The authorities have been urged to act quickly to prevent flash floods after several parts of Johor Baru city were inundated following a downpour on Aug 2.
Green Earth Society Johor advisor Joel Lawrence Jayasunthar said the existing drainage network, especially in the central business district, was struggling to cope with heavier rainfall in recent times.
Frequent flash floods, he said, were likely to happen with climate change, as witnessed in various parts of Malaysia over the past two years.

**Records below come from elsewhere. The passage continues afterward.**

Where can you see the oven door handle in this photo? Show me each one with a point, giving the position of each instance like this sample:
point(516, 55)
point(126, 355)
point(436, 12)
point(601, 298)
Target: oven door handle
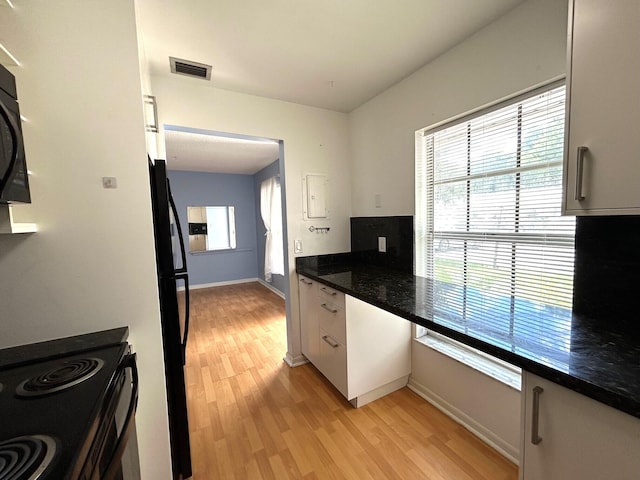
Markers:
point(121, 444)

Joel said there was an urgent need to upgrade the drainage network while also considering other mitigation measures such as floodwater storage and conveyance.
It is important not to just focus on downtown Johor Baru but also look at upstream catchments to assess increased contribution into the drainage and riverine systems, he stressed.
He warned that while budgets and costs for implementation were a major concern, the tangible and intangible losses from flash floods could not be understated.
Efficient monitoring and warning systems must be put in place to prevent further loss of life and damage to property, said Joel.
“We need to make a concerted effort to preserve and safeguard our catchment areas, our forests and river buffer zones.”
He added that efforts must involve policy-makers, government agencies, developers, non-governmental organisations and the public.
Johor Malaysian Nature Society vice-president Vincent Chow said blaming heavy rain and high tide each time flash floods hit Johor Baru was unacceptable.
“The authorities are overdependent on the water pumps that often malfunction,” he said and noted that the flooded areas were all low-lying developments.
Over the years, he pointed out, there had been a lack of studies on the impact of tidal storms and heavy rainfall as well as the need to increase land levels through reclamation.
Chow said there was also a probability that sea levels at the seafront had increased due to land sinkage brought on by waterfront development projects.
“Without any annual records of sea levels at waterfront development sites, the authorities can only blame the rain,” he said.
He urged the authorities to adopt proactive measures in addressing the flood issue.
Among the areas affected in the Aug 2 flash flood incident were Hospital Sultanah Aminah, Kampung Mohd Amin, Jalan Sungai Chat, Persiaran Abu Bakar, Jalan Kolam Ayer, Jalan Ayer Molek, Jalan Stulang Darat, Jalan Tun Abdul Razak and Jalan Tebrau.